Under the bill, the federal government can share classified information with private companies to help them protect their computer networks. Companies, in turn, could voluntarily share information about cyberthreats with the government and would generally be protected against lawsuits for doing so if they acted in good faith.
At the start of debate, Rep. Jared Polis, D-Colo., complained that the measure would allow companies to share information with the government, including the National Security Agency. The legislation, Polis said, would create a "false choice between security and liberty."
Rep. Mike Rogers, chairman of the House Intelligence Committee, said the bill was necessary to stop the potential threat of computer attacks from Russia, China, North Korea and Iran. He disputed claims that the measure would lead to spying on Americans.
"There is no government surveillance, none, not any in this bill," said Rogers, R-Mich.
Rogers and the committee's top Democrat, Rep. C.A. "Dutch" Ruppersberger of Maryland, planned to add an amendment that would limit the government's use of threat information to five specific purposes: cybersecurity; investigation and prosecution of cybersecurity crimes; protection of individuals from death or serious bodily harm; protection of minors from child pornography; and the protection of national security.
Still, some liberals and conservatives adamantly opposed the measure.
"Until we protect the privacy rights of our citizens, the solution is worse than the problem," said Rep. Joe Barton, R-Texas.
A coalition of groups and individuals, including the American Civil Liberties Union and former Rep. Bob Barr, R-Ga., expressed concern that the legislation would allow companies that hold personal information about an employee to share it with the government. The information could come from Internet use or emails and be relayed to defense and intelligence agencies, such as the NSA.

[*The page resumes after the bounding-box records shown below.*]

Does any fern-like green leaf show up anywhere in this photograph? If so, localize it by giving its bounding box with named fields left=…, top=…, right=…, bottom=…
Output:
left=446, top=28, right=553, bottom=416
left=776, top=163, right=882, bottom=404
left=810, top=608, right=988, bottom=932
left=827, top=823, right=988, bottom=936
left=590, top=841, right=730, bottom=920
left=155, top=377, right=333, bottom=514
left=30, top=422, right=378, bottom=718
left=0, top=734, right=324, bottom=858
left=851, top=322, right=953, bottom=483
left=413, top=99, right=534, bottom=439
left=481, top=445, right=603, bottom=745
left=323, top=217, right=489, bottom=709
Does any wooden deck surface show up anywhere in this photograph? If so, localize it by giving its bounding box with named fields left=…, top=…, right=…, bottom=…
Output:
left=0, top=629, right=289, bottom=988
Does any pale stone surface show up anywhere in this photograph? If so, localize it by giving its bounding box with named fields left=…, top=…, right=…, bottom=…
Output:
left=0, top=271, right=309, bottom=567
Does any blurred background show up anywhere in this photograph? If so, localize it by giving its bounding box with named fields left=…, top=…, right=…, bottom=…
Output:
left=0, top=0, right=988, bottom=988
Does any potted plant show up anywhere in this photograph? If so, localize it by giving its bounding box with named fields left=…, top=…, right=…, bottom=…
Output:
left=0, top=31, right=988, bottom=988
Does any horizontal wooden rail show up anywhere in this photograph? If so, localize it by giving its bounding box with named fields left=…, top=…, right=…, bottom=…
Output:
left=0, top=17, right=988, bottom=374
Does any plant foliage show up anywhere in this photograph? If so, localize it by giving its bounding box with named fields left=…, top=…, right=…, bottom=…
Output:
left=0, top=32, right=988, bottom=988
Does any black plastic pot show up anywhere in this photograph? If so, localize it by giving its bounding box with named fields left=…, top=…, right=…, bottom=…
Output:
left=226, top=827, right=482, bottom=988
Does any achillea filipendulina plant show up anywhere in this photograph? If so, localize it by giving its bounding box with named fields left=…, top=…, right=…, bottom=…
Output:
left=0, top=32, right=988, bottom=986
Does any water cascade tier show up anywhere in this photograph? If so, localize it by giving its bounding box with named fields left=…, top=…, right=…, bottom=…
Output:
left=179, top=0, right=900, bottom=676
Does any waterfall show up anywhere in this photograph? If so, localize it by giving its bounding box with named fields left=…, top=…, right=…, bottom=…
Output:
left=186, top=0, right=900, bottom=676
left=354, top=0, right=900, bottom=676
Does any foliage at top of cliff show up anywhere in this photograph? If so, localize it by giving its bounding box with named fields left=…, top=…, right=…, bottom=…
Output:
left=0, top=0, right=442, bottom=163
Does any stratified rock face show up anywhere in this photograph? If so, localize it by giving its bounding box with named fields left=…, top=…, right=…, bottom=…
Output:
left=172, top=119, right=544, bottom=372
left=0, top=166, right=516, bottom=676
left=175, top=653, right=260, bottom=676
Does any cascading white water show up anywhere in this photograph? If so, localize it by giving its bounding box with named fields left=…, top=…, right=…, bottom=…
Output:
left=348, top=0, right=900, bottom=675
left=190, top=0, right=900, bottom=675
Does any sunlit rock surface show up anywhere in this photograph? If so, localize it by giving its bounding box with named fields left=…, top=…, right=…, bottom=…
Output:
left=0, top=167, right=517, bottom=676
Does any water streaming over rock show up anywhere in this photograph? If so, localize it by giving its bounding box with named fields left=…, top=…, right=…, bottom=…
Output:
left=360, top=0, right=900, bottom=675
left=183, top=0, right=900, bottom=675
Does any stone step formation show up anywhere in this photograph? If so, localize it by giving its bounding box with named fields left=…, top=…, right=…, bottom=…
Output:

"Once in government hands, this information can be used for undefined `national security' purposes unrelated to cybersecurity," the groups wrote lawmakers.
White House and outside groups' opposition is not expected to derail the House bill, which has bipartisan support.
The administration backs a Senate bill sponsored by Sens. Joe Lieberman, I-Conn., and Susan Collins, R-Maine, giving Homeland Security the authority to establish security standards.
But that legislation is stalled and faces opposition from senior Senate Republicans.